My next chapter is yet to be written, but I have my sights set on exploration and adventure on a personal scale. I am writing this blog largely to document my first bike tour from Vancouver, BC to San Francisco and have plans for more tours, Sierra backpack trips and the occasional international travel.
I grew up in Richmond, Virginia in the mid-century modern house that my father designed. The “modern” house (“mid-century” being a term coined only recently), with its classic 50’s decor and food-themed mural hand painted by my dad on the large kitchen walls, was featured with a photo-spread in the Richmond Times-Dispatch. Growing up across the street from the University of Richmond, we played on its beautiful grounds and athletic fields and we sledded its hills and skated on its frozen lake in winter. Summers were otherwise spent at the local community pool and tennis courts – Ridgetop.
After college in Charlottesville, VA, and marriage to my sweetie, who grew up literally up the street only blocks away, we did short stints in Boulder, CO and Corvallis, OR, before settling in California in 1980 and in our current Menlo Park home in 1982.

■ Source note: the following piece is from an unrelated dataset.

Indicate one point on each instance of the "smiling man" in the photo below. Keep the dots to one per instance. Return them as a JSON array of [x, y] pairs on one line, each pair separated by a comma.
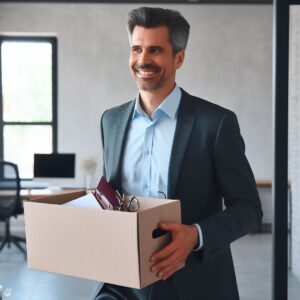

After 35 years at NASA Ames Research Center in the heart of Silicon Valley, I retired in 2015. I was fortunate to work with many incredible people from around the country and around the world on many exciting international scientific projects in far-flung locations around the planet, largely using NASA’s fleet of unique aircraft fitted with state-of-the-art scientific instruments. One significant highlight was returning the “smoking gun” – the scientific evidence from flights over Antarctica by the NASA-modified U-2 aircraft which proved conclusively that human produced CFC’s were responsible for the “Ozone Hole”. Not too often that your normally arcane scientific accomplishments have a major impact on international environmental policy. In my last 10 years at NASA I joined the SES ranks (senior executive service) as the Chief of the Earth Science Division – about 120 scientists, engineers and support personnel whose life work is dedicated to understanding and protecting our home planet. We use the unique NASA perspective of space-based observation, augmented with aircraft and surface data, and state-of-the-art global Earth system (climate) models run on NASA’s supercomputer at Ames, to better understand the Earth’s geophysical systems and our human impact on them.